Several processing methods related to emoji expressions in PHP development have been developed in recent months. storing nicknames is essential. However, this type of support for emoji expressions is a bit of a headache.
Generally, Mysql tables are designed with the UTF8 character set. Insert the nickname field with emoji into the field and the entire field is changed to an empty string. What's going on?
It turns out that Mysql's utf8 character set is 3 bytes while emoji is 4 bytes, so that the whole nickname cannot be stored. What should I do? I will introduce several methods
1. use the utf8mb4 character set
If your mysql version is greater than or equal to 5.5.3, you can directly upgrade utf8 to the utf8mb4 character set.
This 4-byte utf8 encoding is perfectly compatible with the old 3-byte utf8 character set and can directly store emoji expressions, which is the best solution
As for the performance loss caused by byte increase, I have read some evaluations, which are almost negligible.
2. use base64 encoding
If you cannot use utf8mb4 for some reason, you can use base64 to save the country by curve.

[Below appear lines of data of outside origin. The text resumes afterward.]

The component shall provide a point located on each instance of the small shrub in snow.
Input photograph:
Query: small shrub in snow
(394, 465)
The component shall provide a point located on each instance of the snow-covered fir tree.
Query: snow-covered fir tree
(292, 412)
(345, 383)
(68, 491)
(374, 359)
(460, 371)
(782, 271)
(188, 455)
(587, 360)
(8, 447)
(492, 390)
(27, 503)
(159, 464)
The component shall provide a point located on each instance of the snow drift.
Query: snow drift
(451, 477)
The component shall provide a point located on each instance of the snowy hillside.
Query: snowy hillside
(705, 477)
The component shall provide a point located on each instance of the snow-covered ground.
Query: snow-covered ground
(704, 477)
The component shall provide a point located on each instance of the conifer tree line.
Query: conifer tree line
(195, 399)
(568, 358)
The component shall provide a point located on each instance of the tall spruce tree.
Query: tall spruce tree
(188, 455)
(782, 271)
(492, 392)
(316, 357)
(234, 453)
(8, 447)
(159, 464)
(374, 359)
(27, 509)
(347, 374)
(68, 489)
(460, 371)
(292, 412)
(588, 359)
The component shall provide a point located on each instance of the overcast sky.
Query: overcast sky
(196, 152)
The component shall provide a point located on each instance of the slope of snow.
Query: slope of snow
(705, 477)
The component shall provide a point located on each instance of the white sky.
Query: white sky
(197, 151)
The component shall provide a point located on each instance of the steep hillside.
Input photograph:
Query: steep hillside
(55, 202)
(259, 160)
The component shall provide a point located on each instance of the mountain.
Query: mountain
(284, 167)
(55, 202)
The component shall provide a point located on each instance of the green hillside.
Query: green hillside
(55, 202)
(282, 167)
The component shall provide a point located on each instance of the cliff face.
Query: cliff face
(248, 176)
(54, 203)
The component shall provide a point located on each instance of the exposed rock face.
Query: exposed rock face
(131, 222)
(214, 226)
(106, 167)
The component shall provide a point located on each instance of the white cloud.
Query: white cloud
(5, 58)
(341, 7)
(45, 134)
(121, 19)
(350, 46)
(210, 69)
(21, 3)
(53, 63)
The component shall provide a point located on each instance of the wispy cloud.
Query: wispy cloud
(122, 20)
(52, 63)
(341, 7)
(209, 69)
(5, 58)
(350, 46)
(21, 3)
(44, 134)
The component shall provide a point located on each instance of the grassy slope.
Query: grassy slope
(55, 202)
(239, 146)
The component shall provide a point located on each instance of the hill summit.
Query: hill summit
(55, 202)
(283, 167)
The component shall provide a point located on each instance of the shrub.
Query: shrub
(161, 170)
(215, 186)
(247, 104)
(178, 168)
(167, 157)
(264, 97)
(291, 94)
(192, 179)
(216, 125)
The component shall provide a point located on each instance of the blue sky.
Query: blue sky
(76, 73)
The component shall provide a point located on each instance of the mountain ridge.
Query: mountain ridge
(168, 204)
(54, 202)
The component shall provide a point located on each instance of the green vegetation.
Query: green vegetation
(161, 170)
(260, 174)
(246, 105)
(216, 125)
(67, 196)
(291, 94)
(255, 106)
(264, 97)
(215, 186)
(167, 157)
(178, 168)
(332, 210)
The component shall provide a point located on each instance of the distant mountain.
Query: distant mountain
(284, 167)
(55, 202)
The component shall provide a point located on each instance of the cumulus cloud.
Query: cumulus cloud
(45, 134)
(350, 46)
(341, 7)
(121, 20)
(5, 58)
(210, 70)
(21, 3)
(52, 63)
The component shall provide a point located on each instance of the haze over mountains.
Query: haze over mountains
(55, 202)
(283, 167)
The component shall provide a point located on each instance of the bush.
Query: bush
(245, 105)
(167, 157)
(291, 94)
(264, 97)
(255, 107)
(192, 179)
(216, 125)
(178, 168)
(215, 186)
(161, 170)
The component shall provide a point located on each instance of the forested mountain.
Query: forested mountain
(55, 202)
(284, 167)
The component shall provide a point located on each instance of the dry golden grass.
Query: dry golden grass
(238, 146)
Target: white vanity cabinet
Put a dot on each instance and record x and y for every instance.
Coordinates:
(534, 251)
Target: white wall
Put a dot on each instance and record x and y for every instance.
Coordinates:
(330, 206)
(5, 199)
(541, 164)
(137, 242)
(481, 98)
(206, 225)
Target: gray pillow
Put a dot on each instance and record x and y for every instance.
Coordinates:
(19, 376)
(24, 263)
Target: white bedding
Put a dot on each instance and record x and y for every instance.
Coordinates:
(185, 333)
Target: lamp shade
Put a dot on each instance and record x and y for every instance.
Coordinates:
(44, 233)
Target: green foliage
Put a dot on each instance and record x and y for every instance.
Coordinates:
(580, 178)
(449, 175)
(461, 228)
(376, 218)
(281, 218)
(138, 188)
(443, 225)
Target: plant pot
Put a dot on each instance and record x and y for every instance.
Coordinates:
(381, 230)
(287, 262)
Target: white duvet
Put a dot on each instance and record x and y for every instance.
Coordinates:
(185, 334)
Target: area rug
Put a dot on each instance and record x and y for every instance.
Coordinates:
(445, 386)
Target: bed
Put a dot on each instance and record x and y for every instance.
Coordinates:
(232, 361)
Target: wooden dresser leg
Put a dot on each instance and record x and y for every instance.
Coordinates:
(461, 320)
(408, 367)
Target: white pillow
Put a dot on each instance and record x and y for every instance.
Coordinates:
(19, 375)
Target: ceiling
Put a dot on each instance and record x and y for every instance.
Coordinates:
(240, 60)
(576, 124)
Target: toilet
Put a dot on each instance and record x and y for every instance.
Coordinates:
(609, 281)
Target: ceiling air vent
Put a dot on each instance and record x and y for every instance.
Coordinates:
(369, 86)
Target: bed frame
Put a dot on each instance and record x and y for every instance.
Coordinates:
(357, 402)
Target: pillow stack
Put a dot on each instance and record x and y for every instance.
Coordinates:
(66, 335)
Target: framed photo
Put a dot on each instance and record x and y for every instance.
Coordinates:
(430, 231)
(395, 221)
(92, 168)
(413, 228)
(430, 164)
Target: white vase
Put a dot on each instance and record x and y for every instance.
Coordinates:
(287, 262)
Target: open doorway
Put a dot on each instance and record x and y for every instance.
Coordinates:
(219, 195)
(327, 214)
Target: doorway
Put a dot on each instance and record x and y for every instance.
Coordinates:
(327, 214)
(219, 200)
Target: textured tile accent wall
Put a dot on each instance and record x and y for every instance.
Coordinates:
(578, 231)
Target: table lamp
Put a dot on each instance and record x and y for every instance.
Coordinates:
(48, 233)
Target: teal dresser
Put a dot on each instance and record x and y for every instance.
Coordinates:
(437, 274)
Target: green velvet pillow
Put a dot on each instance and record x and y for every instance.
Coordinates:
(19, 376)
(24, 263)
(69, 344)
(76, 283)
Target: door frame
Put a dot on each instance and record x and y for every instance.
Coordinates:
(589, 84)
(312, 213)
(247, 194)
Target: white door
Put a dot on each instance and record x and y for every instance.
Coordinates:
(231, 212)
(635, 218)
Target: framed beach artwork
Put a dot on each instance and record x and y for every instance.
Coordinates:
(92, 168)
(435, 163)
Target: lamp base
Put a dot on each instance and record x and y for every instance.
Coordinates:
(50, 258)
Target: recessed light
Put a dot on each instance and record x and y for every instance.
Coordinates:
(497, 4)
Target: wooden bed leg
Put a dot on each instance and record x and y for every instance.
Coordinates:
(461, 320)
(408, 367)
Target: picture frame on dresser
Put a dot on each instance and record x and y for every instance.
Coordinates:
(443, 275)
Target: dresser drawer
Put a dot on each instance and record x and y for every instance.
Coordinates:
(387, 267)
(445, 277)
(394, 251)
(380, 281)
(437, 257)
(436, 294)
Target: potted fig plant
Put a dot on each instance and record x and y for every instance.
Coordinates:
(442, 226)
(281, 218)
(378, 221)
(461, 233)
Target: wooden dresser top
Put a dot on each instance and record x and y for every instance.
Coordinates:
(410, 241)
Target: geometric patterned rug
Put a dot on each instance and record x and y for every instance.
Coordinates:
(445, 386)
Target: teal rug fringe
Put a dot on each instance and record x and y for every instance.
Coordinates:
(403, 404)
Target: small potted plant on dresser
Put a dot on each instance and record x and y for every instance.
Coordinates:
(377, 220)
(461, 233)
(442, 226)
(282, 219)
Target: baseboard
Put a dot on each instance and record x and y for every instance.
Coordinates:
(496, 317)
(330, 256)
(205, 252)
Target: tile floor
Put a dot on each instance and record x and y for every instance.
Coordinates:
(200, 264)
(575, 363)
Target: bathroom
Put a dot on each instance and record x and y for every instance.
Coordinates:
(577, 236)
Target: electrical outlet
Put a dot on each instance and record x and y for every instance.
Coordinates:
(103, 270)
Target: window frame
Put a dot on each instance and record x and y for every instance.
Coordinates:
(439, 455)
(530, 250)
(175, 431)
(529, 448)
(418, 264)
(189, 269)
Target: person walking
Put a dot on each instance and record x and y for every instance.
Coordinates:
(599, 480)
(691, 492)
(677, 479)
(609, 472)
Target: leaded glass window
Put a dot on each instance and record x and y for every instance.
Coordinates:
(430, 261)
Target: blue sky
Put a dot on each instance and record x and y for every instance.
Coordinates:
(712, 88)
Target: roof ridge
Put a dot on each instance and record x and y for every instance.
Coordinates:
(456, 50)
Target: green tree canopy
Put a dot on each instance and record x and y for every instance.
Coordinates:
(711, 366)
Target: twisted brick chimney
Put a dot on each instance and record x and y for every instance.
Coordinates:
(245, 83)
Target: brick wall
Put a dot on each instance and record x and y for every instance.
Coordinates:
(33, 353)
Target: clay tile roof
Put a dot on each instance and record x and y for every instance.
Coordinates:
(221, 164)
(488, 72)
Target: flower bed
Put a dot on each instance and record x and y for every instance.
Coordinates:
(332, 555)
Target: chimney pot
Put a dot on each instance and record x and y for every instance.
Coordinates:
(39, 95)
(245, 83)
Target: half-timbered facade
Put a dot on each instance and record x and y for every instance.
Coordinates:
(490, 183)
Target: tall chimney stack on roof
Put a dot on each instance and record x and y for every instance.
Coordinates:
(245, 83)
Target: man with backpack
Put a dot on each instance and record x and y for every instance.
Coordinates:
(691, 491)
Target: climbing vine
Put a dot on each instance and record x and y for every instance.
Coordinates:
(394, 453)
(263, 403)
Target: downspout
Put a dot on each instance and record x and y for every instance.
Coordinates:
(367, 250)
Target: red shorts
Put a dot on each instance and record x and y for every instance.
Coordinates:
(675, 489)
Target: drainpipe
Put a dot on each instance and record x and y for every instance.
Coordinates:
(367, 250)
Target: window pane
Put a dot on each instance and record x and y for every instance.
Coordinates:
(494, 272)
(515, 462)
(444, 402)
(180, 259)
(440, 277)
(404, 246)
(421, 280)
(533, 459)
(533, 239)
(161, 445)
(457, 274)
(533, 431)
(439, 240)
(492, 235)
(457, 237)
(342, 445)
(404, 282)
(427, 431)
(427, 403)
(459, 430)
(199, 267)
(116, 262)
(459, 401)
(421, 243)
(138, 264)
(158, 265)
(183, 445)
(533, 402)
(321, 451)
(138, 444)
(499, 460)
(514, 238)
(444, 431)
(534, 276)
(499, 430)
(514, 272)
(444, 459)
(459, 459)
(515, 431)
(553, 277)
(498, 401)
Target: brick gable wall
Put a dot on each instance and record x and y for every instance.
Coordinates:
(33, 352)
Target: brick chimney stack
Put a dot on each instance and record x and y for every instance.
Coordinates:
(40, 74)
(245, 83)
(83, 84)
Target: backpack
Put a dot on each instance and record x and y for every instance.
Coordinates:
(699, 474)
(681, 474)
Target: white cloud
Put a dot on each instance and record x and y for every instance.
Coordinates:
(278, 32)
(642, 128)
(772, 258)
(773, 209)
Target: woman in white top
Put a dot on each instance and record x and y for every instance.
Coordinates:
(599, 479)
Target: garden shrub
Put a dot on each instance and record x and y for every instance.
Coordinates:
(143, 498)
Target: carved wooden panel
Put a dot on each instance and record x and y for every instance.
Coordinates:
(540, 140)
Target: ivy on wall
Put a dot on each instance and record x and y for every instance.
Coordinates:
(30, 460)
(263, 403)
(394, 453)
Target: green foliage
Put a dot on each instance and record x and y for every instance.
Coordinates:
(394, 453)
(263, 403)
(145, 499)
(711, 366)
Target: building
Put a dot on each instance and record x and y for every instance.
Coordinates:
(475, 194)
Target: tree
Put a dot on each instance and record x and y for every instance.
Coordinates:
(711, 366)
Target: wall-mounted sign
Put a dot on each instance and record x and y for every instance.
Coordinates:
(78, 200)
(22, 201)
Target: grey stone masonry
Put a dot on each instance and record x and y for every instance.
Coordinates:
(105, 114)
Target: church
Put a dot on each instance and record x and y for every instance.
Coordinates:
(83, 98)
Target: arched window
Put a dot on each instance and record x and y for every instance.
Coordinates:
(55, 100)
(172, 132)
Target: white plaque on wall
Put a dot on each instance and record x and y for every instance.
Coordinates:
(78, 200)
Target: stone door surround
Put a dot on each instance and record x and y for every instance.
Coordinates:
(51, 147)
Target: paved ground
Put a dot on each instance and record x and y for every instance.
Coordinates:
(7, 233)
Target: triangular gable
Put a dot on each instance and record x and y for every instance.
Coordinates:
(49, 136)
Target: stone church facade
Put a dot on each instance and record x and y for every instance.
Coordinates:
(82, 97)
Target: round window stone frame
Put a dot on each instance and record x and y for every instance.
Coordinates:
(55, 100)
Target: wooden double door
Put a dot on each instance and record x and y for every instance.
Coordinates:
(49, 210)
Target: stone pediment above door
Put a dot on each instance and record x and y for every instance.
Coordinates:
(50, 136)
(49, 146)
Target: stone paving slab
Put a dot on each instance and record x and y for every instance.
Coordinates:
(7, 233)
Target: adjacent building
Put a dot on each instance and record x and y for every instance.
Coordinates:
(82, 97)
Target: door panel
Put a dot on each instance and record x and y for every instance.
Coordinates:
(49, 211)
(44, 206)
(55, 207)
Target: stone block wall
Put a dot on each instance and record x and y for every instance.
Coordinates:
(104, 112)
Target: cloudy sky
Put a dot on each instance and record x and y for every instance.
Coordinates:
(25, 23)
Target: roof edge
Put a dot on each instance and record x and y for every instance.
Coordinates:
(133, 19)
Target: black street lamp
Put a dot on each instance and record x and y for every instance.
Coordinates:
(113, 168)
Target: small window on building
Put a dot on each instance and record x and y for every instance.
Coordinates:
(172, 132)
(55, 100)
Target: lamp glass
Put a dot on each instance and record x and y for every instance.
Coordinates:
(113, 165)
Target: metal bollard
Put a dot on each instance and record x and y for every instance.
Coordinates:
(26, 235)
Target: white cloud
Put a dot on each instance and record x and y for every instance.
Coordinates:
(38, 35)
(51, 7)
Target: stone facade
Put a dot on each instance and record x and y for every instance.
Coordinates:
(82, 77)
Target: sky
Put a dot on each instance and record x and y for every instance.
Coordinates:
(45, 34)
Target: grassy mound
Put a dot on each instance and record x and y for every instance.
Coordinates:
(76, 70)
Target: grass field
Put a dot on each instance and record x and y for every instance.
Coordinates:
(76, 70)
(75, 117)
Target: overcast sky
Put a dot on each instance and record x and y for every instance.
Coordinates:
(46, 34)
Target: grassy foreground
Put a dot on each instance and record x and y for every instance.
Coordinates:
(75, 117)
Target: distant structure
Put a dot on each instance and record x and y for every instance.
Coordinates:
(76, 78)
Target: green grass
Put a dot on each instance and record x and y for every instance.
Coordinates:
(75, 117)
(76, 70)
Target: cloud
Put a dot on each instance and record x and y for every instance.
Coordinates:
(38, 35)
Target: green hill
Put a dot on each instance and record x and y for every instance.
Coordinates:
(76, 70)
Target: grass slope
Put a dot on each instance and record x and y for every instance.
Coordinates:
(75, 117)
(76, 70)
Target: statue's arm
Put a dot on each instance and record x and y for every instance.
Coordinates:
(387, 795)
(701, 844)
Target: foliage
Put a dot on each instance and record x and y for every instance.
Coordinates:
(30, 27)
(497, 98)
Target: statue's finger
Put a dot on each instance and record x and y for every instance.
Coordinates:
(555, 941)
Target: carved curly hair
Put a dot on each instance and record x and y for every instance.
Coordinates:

Emoji encoded by functions such as base64_encode can be directly stored in the data table of the utf8 byte set. you can decode it when you retrieve it.
3. get rid of emoji
Emoji is a troublesome thing. even if you can store it, it cannot be perfectly displayed. On platforms other than iOS, such as PC or android. If you need to display emoji, you have to prepare a lot of emoji images and use a third-party front-end class library. Even so, it is possible that the emoji images are incomplete and cannot be displayed. in most business scenarios, emoji is not mandatory. We can properly consider killing it to save various costs.
After some hard work on google, I finally found the code that can be used reliably:
// Filter out the emoji function filterEmoji ($ str) {$ str = preg_replace_callback ('/. /U', function (array $ match) {return strlen ($ match [0])> = 4? '': $ Match [0] ;}, $ str); return $ str ;}
The basic idea is to traverse each character in a string. if the length of this character is 4 bytes, delete it.
Reprinted from: pein0119
For a small project I recently worked on, I used Method 3 to solve the problem easily.
This article is also published on my blog. if you like it, please come and play it.